Lastly, Lipscomb dealt with the problem of conjecture, which this court considers a most compelling reason for its decision in this ease. The Delaware court said:
“There is also the problem of conjecture mentioned in the Brown case, supra. Conjecture is a dangerous term often used to describe a pre-conceived notion. Certainly, the trier of fact deals with questions similar to the ones introduced by seat belts in dealing with proximate cause and future damages. But at least in such instances, the judgment deals with what did in fact happen or what is reasonably probable to happen. In the seat belt area, we are dealing with what would have happened, insofar as the extent of injury is concerned, if the seat belt had been used as well as what happened due to failure to use the seat belt. I am not saying that this involves a qualitative *281difference from other trial questions. But it does seem to me that it involves an extreme extension of judgment which is required to be reasonable. This is especially true when one bears in mind that it is highly likely that expert testimony concerning the use of a seat belt can be adduced in unusual cases to support the argument that such use had a harmful result. This Court is not prepared to say that the problem which has been labeled ‘conjecture’ can be lightly dismissed.”
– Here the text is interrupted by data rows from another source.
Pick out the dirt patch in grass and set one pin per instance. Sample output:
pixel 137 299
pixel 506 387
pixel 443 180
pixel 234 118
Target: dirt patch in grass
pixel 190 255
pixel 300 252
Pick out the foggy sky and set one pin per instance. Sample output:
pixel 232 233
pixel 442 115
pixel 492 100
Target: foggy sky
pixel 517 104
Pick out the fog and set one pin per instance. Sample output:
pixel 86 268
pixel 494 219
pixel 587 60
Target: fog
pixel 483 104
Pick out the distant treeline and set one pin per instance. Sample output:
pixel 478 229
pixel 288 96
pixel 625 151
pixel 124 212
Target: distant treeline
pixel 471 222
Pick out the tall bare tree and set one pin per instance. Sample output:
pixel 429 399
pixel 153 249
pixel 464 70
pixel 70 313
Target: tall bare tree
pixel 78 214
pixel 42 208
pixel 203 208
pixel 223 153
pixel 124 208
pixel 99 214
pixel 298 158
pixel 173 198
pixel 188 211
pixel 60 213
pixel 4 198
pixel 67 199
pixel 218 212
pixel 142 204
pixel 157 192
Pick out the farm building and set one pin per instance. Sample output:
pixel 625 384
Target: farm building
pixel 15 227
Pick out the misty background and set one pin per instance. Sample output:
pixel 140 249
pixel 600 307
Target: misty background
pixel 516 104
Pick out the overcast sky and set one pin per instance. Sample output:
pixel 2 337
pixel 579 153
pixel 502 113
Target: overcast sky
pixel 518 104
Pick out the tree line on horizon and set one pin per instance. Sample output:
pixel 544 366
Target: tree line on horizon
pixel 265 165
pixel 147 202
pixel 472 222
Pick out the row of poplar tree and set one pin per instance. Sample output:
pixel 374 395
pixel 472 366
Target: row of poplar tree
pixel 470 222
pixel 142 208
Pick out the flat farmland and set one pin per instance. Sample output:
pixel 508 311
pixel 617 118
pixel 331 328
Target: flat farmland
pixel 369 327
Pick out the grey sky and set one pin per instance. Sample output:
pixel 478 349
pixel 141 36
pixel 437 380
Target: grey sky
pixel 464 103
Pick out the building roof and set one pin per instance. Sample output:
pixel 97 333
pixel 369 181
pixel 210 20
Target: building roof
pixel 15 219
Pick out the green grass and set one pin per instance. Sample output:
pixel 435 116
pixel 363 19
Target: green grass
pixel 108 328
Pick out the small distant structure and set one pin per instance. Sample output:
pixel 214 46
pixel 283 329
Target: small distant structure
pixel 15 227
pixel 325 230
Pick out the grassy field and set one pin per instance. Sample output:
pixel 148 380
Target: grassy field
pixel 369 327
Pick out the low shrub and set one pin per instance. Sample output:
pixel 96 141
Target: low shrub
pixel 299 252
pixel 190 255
So here, there is no evidence in this case as to whether (a) the use of seat belts by plaintiff here would have prevented any particular movement of his body or impact of his face with the windshield or other part of the car, or (b) seat belts would, or would not have, produced more serious injuries.
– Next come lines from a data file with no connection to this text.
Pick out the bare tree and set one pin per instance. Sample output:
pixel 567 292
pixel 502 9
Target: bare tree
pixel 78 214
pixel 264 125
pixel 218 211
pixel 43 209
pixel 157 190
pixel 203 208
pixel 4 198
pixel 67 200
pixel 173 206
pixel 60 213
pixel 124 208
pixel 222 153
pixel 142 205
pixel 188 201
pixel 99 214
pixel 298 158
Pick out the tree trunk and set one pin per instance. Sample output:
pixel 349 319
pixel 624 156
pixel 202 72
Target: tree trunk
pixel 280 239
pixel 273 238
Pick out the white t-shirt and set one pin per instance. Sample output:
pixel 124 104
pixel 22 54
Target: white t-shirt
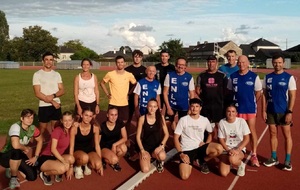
pixel 192 131
pixel 233 132
pixel 48 82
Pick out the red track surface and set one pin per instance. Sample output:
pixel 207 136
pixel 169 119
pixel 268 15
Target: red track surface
pixel 255 178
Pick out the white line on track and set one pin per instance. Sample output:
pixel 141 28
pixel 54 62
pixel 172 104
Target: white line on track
pixel 247 160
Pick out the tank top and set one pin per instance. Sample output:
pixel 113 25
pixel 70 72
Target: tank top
pixel 87 90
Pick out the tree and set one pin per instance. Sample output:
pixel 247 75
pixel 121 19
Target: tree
pixel 174 47
pixel 4 36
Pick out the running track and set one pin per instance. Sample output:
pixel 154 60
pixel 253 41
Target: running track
pixel 255 178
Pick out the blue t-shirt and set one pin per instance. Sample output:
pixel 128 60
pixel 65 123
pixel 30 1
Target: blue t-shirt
pixel 228 70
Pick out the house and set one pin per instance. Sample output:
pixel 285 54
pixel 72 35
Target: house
pixel 64 54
This court is not unmindful of the fact that juries are permitted to engage in speculation, to a degree, on questions of damages. For example, future damages in a death case, and, to an extent, in comparative negligence cases under the Federal Employers’ Liability Act. Also, apportionment of damages is permissible as between an original tortfeasor and physicians guilty of malpractice in treating the original injury, even though there may be some difficulty in apportioning damages as between the original tortfeasor and the negligent physicians.10 That is not this problem. This is a single injury on the record here. There can be no division, on this record, of how much or to what extent certain injuries were due to the accident, the impact itself on the one hand, or the failure to use seat belts on the other. Such a theory of permitting apportionment here would approach the question as is done where comparative negligence is accepted. And as we know, New Jersey is not such a state. This case does not involve the separation of two effects, respectively due to one cause or to the other. At least, there is not enough proof here to support that division.
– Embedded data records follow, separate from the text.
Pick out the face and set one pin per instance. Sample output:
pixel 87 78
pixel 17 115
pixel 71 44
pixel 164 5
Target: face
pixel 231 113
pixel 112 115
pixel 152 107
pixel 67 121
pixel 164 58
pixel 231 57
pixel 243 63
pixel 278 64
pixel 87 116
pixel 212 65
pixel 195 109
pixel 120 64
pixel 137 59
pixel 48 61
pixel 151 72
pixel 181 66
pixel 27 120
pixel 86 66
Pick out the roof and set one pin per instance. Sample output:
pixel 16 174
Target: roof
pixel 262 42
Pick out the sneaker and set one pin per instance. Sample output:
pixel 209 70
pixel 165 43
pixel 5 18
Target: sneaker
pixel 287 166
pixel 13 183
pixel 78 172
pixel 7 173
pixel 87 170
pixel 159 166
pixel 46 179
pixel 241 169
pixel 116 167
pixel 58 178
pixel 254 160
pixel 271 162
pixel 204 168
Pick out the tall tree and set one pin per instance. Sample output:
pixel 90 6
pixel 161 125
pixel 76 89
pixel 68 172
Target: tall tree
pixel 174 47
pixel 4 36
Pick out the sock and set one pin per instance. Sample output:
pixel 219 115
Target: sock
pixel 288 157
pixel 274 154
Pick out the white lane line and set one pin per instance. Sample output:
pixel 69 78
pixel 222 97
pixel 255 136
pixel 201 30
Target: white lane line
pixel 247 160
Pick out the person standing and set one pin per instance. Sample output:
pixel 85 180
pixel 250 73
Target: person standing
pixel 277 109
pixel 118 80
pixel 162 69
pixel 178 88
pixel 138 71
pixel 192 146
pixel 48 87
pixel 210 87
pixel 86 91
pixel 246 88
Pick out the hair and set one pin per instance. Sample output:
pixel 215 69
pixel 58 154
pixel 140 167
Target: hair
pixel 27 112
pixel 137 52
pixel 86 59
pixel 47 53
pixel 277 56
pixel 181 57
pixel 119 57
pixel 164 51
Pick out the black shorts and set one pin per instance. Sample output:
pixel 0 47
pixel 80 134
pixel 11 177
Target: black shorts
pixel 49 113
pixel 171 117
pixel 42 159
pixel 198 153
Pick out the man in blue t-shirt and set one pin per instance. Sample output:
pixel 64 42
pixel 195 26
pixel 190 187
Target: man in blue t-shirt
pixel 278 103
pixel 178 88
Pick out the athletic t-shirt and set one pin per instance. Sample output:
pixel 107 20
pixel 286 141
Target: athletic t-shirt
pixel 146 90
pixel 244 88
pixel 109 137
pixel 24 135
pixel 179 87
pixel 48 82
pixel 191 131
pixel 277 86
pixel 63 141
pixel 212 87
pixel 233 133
Defendant cites the case of Husted v. Refuse Removal Service, 26 Conn. Sup. 494, 227 A. 2d 433 (Super. Ct. 1967). The case stands only for the proposition that a *282motion addressed to pleadings on this question should be be denied. That is not the status of the case before this court. The state of the record, after all evidence is in, is devoid of expert proof as to the probable result had plaintiff used the seat belts. Again I am not saying what I would hold if there were expert testimony. In any event, the court feels that the result in Lipscomb, supra, has logical and practical appeal as precedent for application here, and the defense of contributory negligence insofar as it rests on plaintiff’s failure to use seat belts will be stricken.
Wow, with respect to plaintiff’s motion for liability based upon defendant’s negligence as a proximate cause of his injuries: the proofs are clear and uncontradicted, and reasonable men could not differ, that defendant driver was guilty of negligence which was a proximate cause of whatever injuries plaintiff suffered. Cermak v. Hertz Corp., 53 N. J. Super. 455 (App. Div. 1958) affirmed o. b. 28 N. J. 568 (1959).
Therefore, the court’s order is:
(1) The defense of contributory negligence is stricken; and
(2) Judgment of liability in favor of plaintiff against defendant Coghan is entered.
There remains, then, the issue of damages alone for determination by the jury.